El capitalismo global le ha puesto valor a casi todo, y la sustentabilidad es una proyección de las actividades humanas, a futuro, que no podía escapar a esa lógica: contaminar o administrar mal los recursos cuesta mucho dinero. Por eso cada día es más común que estados y empresas consideren seriamente la utilización de bonos verdes, una alternativa de financiación cuyo volumen ha crecido de modo exponencial en los últimos meses. ¿Qué son los bonos verdes?

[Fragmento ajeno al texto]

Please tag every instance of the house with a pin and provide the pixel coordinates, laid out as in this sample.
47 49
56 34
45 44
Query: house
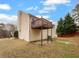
32 28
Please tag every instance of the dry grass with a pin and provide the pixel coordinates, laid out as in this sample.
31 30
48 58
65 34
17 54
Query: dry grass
20 48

En esencia, fondos destinados a financiar o refinanciar proyectos que se comprometan con la sustentabilidad.

Para asegurar la integridad de esos bonos hay una serie de directrices (los GPB –siglas en inglés de los llamados “principios para los Bonos Verdes”-) que aseguran su “certificación verde”. Las categorías incluidas en este concepto son innumerables, pero estos proyectos son los más comunes: 1. Energías renovables. 2. Eficiencia energética (en edificios, dispositivos, redes, sistemas de transporte, modos de almacenamiento, etc.). 3. Conservación de biodiversidad. 4. Gestión sostenible de recursos naturales. 5. Transporte limpio (eléctrico, híbrido, público, etc.). 6. Gestión sostenible del agua. 7. Adaptación al cambio climático (información sobre clima o alerta temprana, etc.). 8. Arquitectura ecológica (edificios que cumplan con estándares locales e internacionales de seguridad y sustentabilidad).

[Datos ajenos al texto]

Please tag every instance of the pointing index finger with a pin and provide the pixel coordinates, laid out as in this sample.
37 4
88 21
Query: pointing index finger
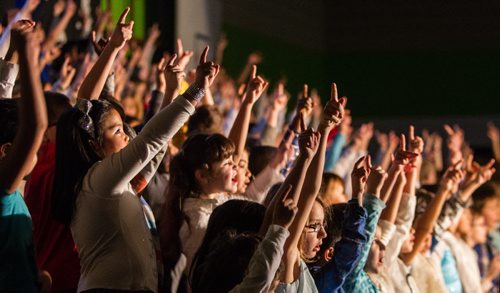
402 142
180 49
203 57
253 75
124 14
171 61
333 94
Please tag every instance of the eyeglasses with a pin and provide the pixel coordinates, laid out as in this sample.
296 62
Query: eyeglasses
317 226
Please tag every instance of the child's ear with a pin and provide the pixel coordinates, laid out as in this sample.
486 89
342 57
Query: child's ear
328 254
96 147
4 148
201 176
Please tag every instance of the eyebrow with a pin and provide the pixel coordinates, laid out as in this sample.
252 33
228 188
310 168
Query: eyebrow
115 125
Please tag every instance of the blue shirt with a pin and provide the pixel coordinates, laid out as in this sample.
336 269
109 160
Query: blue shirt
18 270
347 252
358 280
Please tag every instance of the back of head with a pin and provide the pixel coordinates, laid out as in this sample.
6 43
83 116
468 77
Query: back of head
207 120
8 120
198 152
259 158
240 216
75 154
331 195
57 104
334 216
227 263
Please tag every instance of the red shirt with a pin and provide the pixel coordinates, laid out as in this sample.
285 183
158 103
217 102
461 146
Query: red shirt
54 246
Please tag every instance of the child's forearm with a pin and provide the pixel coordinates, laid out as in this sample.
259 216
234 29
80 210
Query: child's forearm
94 82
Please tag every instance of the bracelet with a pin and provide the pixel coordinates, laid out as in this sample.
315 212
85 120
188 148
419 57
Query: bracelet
194 92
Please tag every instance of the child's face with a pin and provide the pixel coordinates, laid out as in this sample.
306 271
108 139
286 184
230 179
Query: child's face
314 232
377 253
114 137
243 173
223 177
334 193
491 212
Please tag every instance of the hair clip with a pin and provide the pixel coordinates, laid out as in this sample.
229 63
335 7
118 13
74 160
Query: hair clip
85 122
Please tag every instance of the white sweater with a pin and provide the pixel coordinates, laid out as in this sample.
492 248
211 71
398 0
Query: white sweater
115 246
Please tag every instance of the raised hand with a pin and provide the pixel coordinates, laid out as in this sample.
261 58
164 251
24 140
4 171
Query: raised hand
254 58
376 178
305 102
359 177
416 142
23 39
161 82
309 142
475 174
256 86
184 56
280 99
403 158
122 32
21 26
452 177
334 110
67 73
298 124
206 71
174 74
98 44
493 132
455 138
363 136
285 209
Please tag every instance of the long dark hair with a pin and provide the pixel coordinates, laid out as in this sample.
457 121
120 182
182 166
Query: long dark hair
241 216
198 152
75 155
227 262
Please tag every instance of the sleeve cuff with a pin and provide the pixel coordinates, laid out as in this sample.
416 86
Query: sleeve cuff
388 230
8 71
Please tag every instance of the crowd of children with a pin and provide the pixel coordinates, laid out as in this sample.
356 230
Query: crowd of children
121 173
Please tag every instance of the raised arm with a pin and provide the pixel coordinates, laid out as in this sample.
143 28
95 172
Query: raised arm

Cuando estos bonos comenzaron a implementarse (año 2007), parecían más un gesto de buena voluntad de los organismos emisores, que por entonces se limitaba a bancos multilaterales de desarrollo (Banco Mundial, BID o Corporación Financiera Internacional). La respuesta favorable que han tenido en los últimos años permite considerarlos una tendencia irreversible, vale decir, redituable. Su éxito reciente se debe a una multiplicidad de factores, uno de los cuales es sin dudas la moda. Recordemos el auge de las empresas punto com a comienzos de los años 2000: comenzaron como una apuesta de alto riesgo y pocos retornos que parecía prometedora y, tras el éxito del modelo de negocios capitaneado por Google, se transformó en una verdadera revolución de los negocios a escala global. En ese sentido, los bonos verdes son igual de prometedores: sus inversores ya se aseguran un retorno financiero similar al de los bonos convencionales, pero además reciben el visto bueno de los bancos de inversión o colocadores que se orientan cada vez más a proyectos sustentables. No se trata de un mero voluntarismo ecológico: el “sello verde” es cada vez más necesario para que un proyecto pueda llevarse a cabo en el mediano y largo plazo, y su retorno financiero es cada vez más atractivo.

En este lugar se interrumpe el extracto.